Spins in July

THIS JULY, MY SUPERIORS informed me that I have to transition from my current technical-writing-slash-subtle-marketing project for a U.S. client to a short-term proofreading-and-XML-tagging project for a Swiss client. I concurred.

We started with a three-hour training session on a late-night schedule. The following day the client sent an e-mail that required administrative stuff, and I responded promptly to certain requests—of course addressing my superiors, not the client, to avoid bypassing. A couple of days later, I was summoned for an ad hoc meeting in our conference room. When I arrived at the meeting room, I found two fellow technical writers, who would be working on the same short-term project too, talking with our U.S.-based project manager on the phone. The project manager was addressing one of them, offering him a position to become the head of our team. I heard a familiar name too. Thinking about you and your experience though you’re not yet a senior in this company but your experience… but Alchris too came stepping in to these tasks and seems comfortable with it… deciding who between the two—some of the unclear conversations I’d picked up when I came in to the room.

My fellow writer said, “I’m unsure yet. Don’t know about what my manager would say. I think I have to come back to you after talking to her…” His exact lines I can’t remember.

Abruptly, I heard my name again over the phone. That somehow gave me the idea that my project manager shifted his focus. The room started spinning, the topic was spinning, the subject was spinning, the conversation was spinning… He was talking to someone else this time. He was mentioning something about “the face of the company to the client.” And he was waiting for an answer. Should the answer come from me? I was uncertain. Staring at and listening to the star-shaped, loud-speaker-enabled phone, I released the choked sound in my throat and tried to compose myself. I stammered, “I’m sorry”—with the question hint in my statement that meant I didn’t quite understand him.

Also based in U.S., my technical writing editor on the other line elaborated my project manager’s statement. “The face of the company to the client… the lead for this team... Are you okay with that role?” she asked clearly. I stared at my nails, convincing myself there were no pearls of sweat on my temple. Then I responded, “If my boss would permit.” That was my subtle way of saying, “Yes.” Suddenly, I became “the face of the company to the client.” It’s what a fellow writer would simply put into one acronym: TL.

****
A couple of months ago, a just-starting association has dealt with me to come up with a story that will be published as a sort of a graphic novel or comic story.

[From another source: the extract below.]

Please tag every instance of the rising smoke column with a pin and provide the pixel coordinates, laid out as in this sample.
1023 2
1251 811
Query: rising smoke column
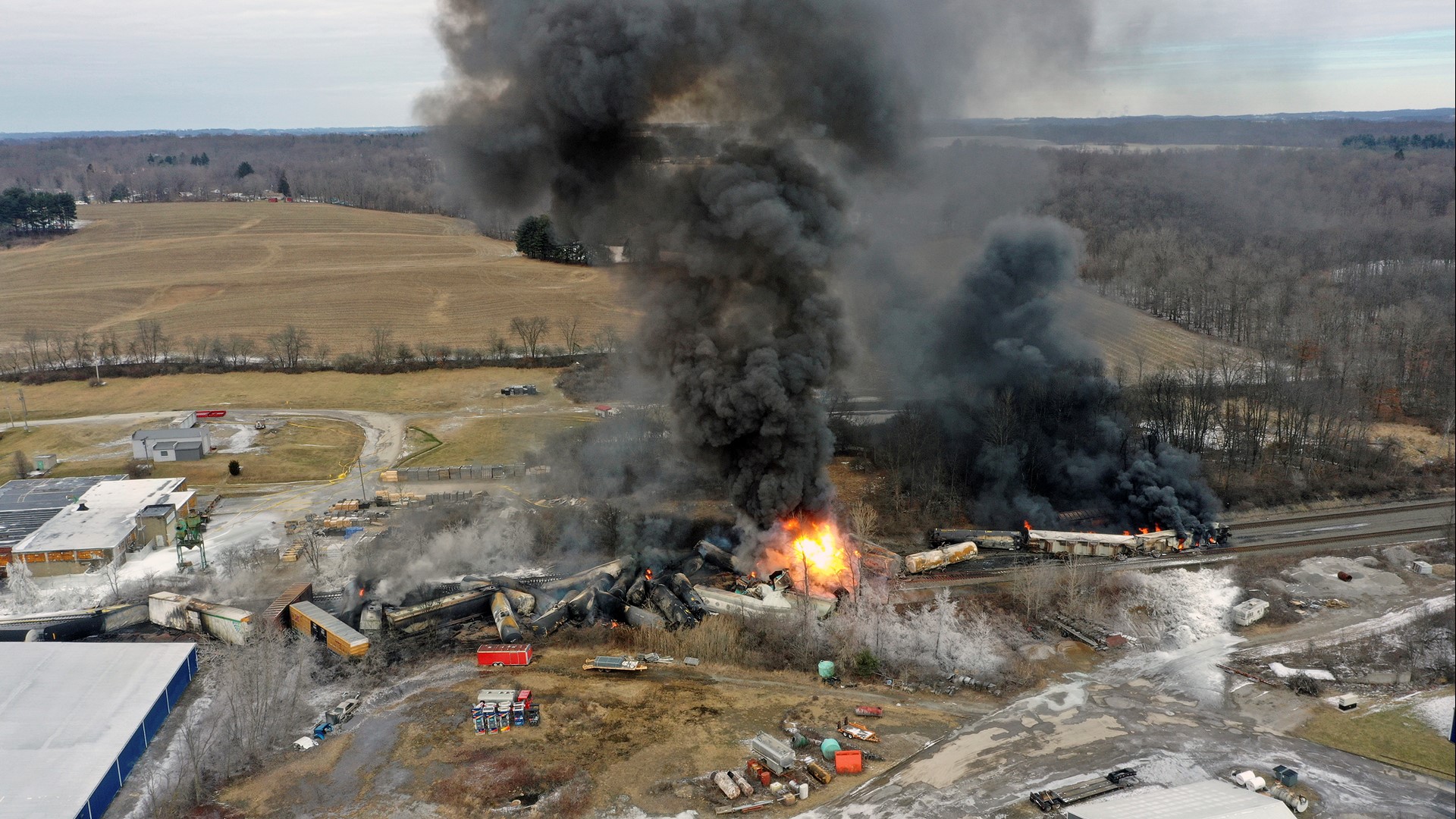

I started off by writing in the way their writers create their stories—with all the graphic information, such as panel numbers and page specifications, included in the document; but I found myself uncomfortable with that beginning. I therefore first tried writing a novel; afterward I would create my storyboard and all that stuff. This required me to relearn the use of idioms and colloquial expressions to give my characters a tone that’s convincingly existent.

Last month, I forced myself to read a famous sci-fi novel, which I finished in a span of two weeks. This month, I continued some unfinished reading assignments on a few novels by my favorite author, Sidney Sheldon. Though I like Sidney Sheldon, I’ve been too busy to have time reading fiction for the past years. Reading has never been my hobby before, though writing is my passion. With layers of dust piled against their cover, the books I’ve finished now have been stashed somewhere in my bookshelf for years. And I want more. It’s all of a sudden.

In shopping malls, I see the world spinning that I abruptly and shockingly find myself making for the bookstore and choosing the next story to put in my to-read list. I’ve been downloading a lot of free e-books too, some of which are classics. I’ve become a reader, and my friend Marge—who never considered me as someone with whom she could talk about books and novels before—would sometimes talk to me about good novels. I love books now, I guess. My paradigm might be spinning.

1 comment:

Marjorie said...

naks! ikaw na ang TL! congrats! pa-burger ka naman hehehe...

tama yan, just continue reading those books, that's one of the marks of a good writer, being a voracious reader that is.